One influential approach to the composition of regimens recommends a minimum of five drugs to which the isolate was documented or likely to be susceptible. This approach, to composing what we call an “aggressive” regimen, was presented in a 2004 article [16] and used as the foundation for WHO guidelines. [13], [17], [18], [19] To reach the five-drug minimum, the algorithm recommends inclusion of first-line agents, an injectable agent, a fluoroquinolone, and then any of the agents with documented bacteriostatic activity against M. tuberculosis including ethionamide/prothionamide, cycloserine/terizidone, and PAS. If a total of five likely effective drugs cannot be reached using these agents, the aggressive regimen also includes other agents of possible utility such as clofazimine, amoxicillin-clavulanate, and/or a macrolide antibiotic. This regimen was recommended to be delivered for 18–24 months past culture conversion, with the injectable agent being administered for 6 months after culture conversion.

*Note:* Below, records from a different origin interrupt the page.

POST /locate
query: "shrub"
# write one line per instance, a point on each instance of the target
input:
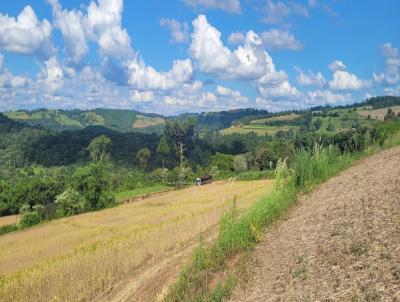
(8, 228)
(92, 182)
(29, 218)
(70, 202)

Despite having had such an important impact on policy and guidelines, the effectiveness of this aggressive regimen–compared to the effectiveness of regimens not constructed according to this algorithm–has never been explicitly evaluated. The present retrospective, observational study evaluates whether this algorithm-based aggressive regimen was associated with a decreased rate of death when administered to patients with MDR-TB in Peru from 1999–2002. [16].

Methods

Study Population

The retrospective cohort included all patients who were enrolled between 1 February 1999 and 31 July 2002 in Lima, Peru, in ambulatory treatment for MDR-TB, which was tailored or individualized to each patient’s drug-susceptibility test (DST) results (N = 673). Patients were excluded from analysis either if (a) if the regimen delivered during the observational study period was not their first individualized MDR-TB treatment or (b) data on regimen composition were not available. We have previously reported on this cohort. [20], [21], [22], [23] Patients received care from a consortium led by the National TB Program. The consortium, which included the non-governmental organization Partners In Health (Socios En Salud-Sucursal Peru), scaled up this ambulatory program throughout metropolitan Lima during the study period.

Treatment and Monitoring

Baseline evaluation, DST, and treatment monitoring were performed as described previously. [24] DST to the first-line drugs (isoniazid, rifampin, pyrazinamide, ethambutol, and streptomycin) was routinely performed. In more than 75% of patients, DST was also performed to the following second-line drugs: amikacin, capreomycin, cycloserine, ethionamide, kanamycin, para-aminosalacylic acid; ciprofloxacin or ofloxacin; and either gatifloxacin, levofloxacin, or moxifloxacin. Fewer than 25% of patients had isolates tested to other agents: amoxicillin-clavulanic acid, clofazimine, clarithromycin, or rifabutin. All patients who met the inclusion criteria specified above were included, regardless of the extent of DST performed on their infecting isolates.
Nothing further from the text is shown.